= Realistic Controls =

Defunct American computer company

Realistic Controls Corporation (NCC), later Nylac Computer Corporation and Archives, Inc., was an American computer company based in Davenport, Iowa, founded in 1974.

==History==
===Realistic Controls Corporation (1974–1979)===
Realistic Controls Corporation was founded in Davenport, Iowa, around 1974 by Robert Staib. In 1976 the company moved into its headquarters at 404 W. 35th Street in the city, in a building formerly occupied by a drug store. By this time Realistic Controls was involved in designing, manufacturing, and installing computerized utility meters and custom computer controls for industries. The company also had short-lived operations in Cleveland, Ohio.
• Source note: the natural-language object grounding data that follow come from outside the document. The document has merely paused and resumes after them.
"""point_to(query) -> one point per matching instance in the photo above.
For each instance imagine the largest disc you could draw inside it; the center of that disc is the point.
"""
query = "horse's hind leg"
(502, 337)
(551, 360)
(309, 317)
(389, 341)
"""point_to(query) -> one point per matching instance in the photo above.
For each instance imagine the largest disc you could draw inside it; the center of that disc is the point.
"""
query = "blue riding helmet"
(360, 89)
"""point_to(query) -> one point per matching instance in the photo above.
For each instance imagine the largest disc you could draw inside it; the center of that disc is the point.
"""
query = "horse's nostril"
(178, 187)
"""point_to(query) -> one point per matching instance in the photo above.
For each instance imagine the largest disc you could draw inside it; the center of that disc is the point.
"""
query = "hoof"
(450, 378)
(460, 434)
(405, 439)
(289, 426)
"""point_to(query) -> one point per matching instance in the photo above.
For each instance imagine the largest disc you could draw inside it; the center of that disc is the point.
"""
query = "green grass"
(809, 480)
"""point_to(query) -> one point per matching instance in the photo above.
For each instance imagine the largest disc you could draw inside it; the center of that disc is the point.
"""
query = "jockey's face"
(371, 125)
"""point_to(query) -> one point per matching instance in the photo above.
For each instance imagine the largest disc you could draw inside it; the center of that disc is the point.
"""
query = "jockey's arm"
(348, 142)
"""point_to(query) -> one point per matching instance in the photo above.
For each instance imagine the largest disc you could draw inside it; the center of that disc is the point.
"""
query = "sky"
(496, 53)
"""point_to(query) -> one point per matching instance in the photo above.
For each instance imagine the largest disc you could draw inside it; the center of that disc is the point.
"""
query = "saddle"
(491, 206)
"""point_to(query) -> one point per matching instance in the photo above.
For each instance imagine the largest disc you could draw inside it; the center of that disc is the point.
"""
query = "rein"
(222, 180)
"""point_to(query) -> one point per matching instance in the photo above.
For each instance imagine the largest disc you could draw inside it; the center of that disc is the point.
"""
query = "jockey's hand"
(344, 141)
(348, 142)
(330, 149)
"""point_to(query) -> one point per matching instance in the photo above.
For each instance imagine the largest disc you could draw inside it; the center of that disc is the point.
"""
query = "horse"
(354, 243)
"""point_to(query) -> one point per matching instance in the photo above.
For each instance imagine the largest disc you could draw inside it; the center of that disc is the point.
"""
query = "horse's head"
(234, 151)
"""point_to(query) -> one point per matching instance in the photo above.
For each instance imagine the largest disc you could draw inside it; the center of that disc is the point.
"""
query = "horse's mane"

RCC's client roster by 1977 included John Deere, Caterpillar Inc., a utility company in California, and the state of Iowa. Early that year, the company brought out their first computer system to the general public. Called the Z/100 family, these were microcomputers running the Intel 8080 aimed at Fortran IV programmers.

In summer 1977 the company had entered the burgeoning home computer market, devising a system projected for release by Christmas that year. Their efforts culminated in the REX, a Z80-based microcomputer with 24 KB of RAM (expandable up to 64 KB), a built-in keyboard, composite and RF video output (in color or monochrome), two built-in 5.25-inch floppy disk drives, and a 15-amp power supply. Its motherboard design was based on the S-100 bus and had five free expansion card slots. The following year RCC released a single-board computer based on the RCA 1802, the MPPS 100.

===Nylac Computer Corporation (1979–1980)===

In around May 1979, Realistic Controls was sold to Gary Martin and renamed the Nylac Computer Corporation. The company subsequently released another computer based on the Z80, called the Nylac.

Its motherboard had a Z80 processor running at 4 MHz, an 8257/8275 memory mapped video controller address at 0×F800, and an 8251 serial controller for input/output. There were six S-100 bus interfaces, one of which was occupied with a 5.25-inch disc controller card.

The cabinet was filled with a 13-inch CRT display, a linear power supply, two 5.25-inch floppy drives (later versions used dual headed drives). Toward the end of production, Nylacs were built with a 5-MB, 5.25-inch hard drive to replace one of the floppies. The computer ran CP/M.

===Archives, Inc. (1980–1983)===

In 1980, Archives, Inc., acquired Nylac and subsumed their 404 W. 35th Street headquarters. Archives, Inc., was formed in 1978 by Patricia "Tish" Hewett, wife of William Alexander Hewitt, a former chairman of John Deere. The company sold their first computer system, the Archive I (originally the Archive Business System), in April 1980. Although a general-purpose computer that could run other software such as video games, the Archive I was intended mainly as a word processor. It ran a Z80 processor and came equipped with 64 KB of RAM stock. It was followed up with the Archives II in April 1981 and the Archives III in September 1981. Although an Archive IV was planned for release by the end of 1983, the firm in March 1983 announced its closure for June that year. It had employed 40 people that year and had been achieving "satisfactory" sales in the months preceding the announcement, but lengthy production delays for the Archive IV and tight cash reserves pressured the company to shutter.